I would urge all of you to abandon the decadent lives that you have chosen to lead and strive to clarify what you stand for and what purposes you choose to pursue. In other words, you must want to make a difference. Contribute. As Abraham Lincoln put it seven scores and five years ago, "a man who does not make a difference is indifferent".

Next, realize that it is in giving of ourselves, to others, that we find our greatest sense of being. And the best way to do this is by using the principle of charity. As Ralph Waldo Emerson described it in his inimitable manner, “A man who doesn’t practice charity is being completely uncharitable.”

And, don’t think, charity involves huge donations. The best acts of charity are those that occur in small, one-to-one ways, when you take time out of your busy schedule to focus your attention on a solitary individual, if only for a moment. As Mother Teresa preached to her congregation, “He who bestows attention on others alone will have attention bestowed on himself. He who doesn’t will be cursed with tension”.

And, be courageous. Courage can help you overcome everything. even the curses of Mother Teresa. As Norman Vincent Peale mentioned in his autobiography that he wrote posthumously, “A man without courage is like curd rice without mango pickle. And how meaningless life can be without mango pickle?"
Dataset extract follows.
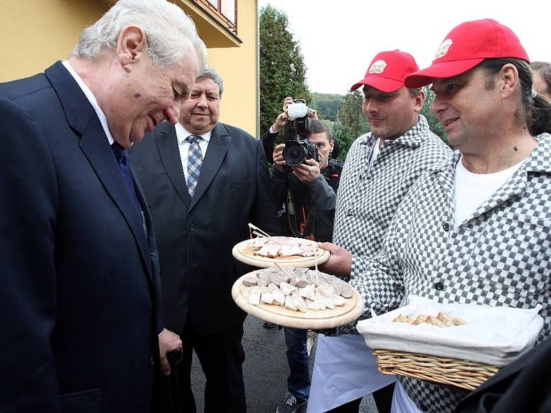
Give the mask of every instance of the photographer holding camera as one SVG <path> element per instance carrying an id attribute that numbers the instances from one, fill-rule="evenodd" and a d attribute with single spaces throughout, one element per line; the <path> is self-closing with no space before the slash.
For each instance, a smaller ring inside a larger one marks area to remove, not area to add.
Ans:
<path id="1" fill-rule="evenodd" d="M 287 118 L 285 143 L 274 148 L 271 174 L 282 233 L 330 242 L 342 170 L 338 162 L 329 165 L 334 146 L 331 130 L 304 100 L 287 98 L 283 109 Z M 277 413 L 292 413 L 306 403 L 310 392 L 308 331 L 284 328 L 284 332 L 289 394 L 278 407 Z"/>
Taking charge of your life requires discipline. Yes, tons of it. Discipline demands the mental stamina to overcome empty passions and faulty habits. It requires a relentless focus. Remember the story of Dale Carnegie? Once he realized the importance of discipline, there was no stopping him. “A woman with discipline is” he said, restoring gender equality to this blog post, “is like Popeye after a meal of spinach”, ending up with a mix-up of the genders.

In all these principles, integrity is the common denominator. People with integrity can be trusted. They are committed. A shining example was Martin Luther King, Jr, who in that memorable speech of his just before his birth, said, “I would much rather trust an honest man than a dishonest woman”.

Mahatma Gandhi said that one of the greatest challenges of our times was to stay united, in the face of adversity. So, stick together, in difficult times. Remember the words of Winston Churchill after the Battle of Britain, “Never has so much been owed by so many united people to a few people who thankfully broke away from the losing group and decimated the enemy”

Finally, don’t complicate life. Keep it uncluttered and simple. As Cdr Gopinath of Air Deccan is never tired of saying, “Simplifly”.

5 comments:

Usha said...

And as I say, "capital, excellent, singlarly remarkable!"

dipali said...

An 'inspired' post if there ever was one. And curd rice minus mango pickle is unthinkable....

Raj said...

Usha, dipali, as John F Kennedy once said, "Thank you".

Usha said...

Raj: He said it only once? I definitely rememebr it was more than that!

Raj said...

Usha, JFK said "Thank you' only once. Other time he said 'Thanks".